Quantitative comparison. In Table 1, we compare the performance of our proposed method with four other methods. Five objective metrics are employed: Artfid and Fid are used to quantify the distribution distance between generated images and real images (lower values indicate better generation quality); SS and Lpips are utilized to measure the perceptual similarity between images; CSD is applied to calculate the style similarity between images (higher values indicate more effective style transfer). Additionally, one subjective metric, “Preference,” is obtained through a subjective preference survey involving 100 participants. The experimental results demonstrate that our method exhibits advantages across most evaluation metrics: its Artfid (34.2) and Fid (24.6) are the minimum values, and the CSD score (0.41) is the maximum value, which confirms the superior objective quality of the generated images. Moreover, the Preference metric reaches 0.31, far exceeding that of the comparison methods, indicating a higher level of subjective acceptance among users. In summary, our method significantly outperforms the comparison methods in both objective performance and subjective preference, effectively validating the superiority of our proposed method.

Ablation study

Following CLIP-based feature extraction, an adaptive weighting scheme was applied to the extracted features. Compared to the baseline scenario without weight modulation, this approach attenuated attention to black background regions across multiple spatial locations while enhancing stylistic attention to subject content areas, as visualized in Fig. 7.

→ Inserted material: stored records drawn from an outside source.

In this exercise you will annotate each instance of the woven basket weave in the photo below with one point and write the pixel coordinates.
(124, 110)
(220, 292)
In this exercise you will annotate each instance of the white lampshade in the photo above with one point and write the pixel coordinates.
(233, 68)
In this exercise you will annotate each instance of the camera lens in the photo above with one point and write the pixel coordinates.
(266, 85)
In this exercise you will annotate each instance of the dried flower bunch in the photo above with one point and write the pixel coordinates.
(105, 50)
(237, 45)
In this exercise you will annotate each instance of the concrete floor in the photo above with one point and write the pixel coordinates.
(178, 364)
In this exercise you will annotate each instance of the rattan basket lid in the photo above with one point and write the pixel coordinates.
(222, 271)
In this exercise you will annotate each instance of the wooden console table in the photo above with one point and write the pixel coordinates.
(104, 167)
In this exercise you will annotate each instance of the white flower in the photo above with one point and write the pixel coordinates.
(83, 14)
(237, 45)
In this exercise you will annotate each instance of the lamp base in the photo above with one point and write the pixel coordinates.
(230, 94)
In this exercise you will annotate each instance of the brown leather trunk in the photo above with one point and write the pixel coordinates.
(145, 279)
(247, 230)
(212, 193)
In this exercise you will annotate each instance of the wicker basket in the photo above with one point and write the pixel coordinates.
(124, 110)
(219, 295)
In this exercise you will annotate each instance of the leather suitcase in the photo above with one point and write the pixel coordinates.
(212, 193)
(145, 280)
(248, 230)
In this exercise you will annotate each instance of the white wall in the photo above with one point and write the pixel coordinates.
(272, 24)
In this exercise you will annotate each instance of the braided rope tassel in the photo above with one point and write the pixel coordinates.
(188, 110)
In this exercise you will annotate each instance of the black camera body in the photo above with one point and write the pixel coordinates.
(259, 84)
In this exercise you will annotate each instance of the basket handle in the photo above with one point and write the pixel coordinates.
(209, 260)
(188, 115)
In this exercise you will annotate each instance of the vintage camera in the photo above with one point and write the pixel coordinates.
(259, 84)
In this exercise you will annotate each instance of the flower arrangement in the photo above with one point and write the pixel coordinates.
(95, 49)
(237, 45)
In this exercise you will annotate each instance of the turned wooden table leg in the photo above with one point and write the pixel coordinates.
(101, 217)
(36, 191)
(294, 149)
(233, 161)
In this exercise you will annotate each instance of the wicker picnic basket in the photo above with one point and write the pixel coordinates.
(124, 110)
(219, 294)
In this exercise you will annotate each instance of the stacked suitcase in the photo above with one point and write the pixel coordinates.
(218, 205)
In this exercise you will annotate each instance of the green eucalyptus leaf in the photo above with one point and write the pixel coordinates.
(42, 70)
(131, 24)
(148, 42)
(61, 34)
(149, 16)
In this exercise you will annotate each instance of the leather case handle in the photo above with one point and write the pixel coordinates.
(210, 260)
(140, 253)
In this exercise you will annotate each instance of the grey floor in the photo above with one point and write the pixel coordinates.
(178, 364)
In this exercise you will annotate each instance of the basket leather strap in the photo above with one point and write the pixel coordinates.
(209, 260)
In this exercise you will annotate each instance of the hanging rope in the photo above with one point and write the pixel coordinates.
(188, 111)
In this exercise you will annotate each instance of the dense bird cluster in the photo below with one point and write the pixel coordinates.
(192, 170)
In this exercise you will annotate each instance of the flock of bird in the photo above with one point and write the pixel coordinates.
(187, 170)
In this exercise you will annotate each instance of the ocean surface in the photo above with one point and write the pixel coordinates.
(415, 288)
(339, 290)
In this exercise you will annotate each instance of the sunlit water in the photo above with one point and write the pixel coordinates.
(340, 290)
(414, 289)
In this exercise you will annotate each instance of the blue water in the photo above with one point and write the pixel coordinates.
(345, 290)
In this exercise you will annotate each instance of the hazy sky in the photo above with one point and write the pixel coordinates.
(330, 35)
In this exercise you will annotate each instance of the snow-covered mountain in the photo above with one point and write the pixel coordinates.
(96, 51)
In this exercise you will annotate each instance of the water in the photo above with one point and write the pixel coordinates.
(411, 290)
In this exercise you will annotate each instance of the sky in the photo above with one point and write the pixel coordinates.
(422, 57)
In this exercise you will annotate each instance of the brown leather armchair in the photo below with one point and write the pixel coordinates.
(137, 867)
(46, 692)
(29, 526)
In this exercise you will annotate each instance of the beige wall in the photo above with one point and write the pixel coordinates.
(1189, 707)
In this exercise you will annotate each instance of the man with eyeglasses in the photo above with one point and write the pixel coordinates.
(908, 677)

Comparing with InstantStyle in the style extraction of pure background reference images, as shown in Fig. 8, Empirical analysis reveals that background weight attenuation leads to significantly enhanced attention to content style features, resulting in generated images with closer stylistic alignment to the reference content. In contrast, InstantStyle exhibits sensitivity to dark background pixels, leading to systematic darkening of generated outputs.

Figure 8 demonstrates the effects of reducing the proportion of monochromatic backgrounds while maintaining consistent content styles. Empirical analysis reveals that high background proportions are associated with the emergence of irregular artifacts in style-transferred images, often accompanied by compromised content fidelity. As the monochromatic background ratio decreases, these artifacts gradually resolve into well-defined structures, coinciding with improvements in principal content quality. At minimal background proportions, both irregular artifact formation and content degradation are effectively mitigated.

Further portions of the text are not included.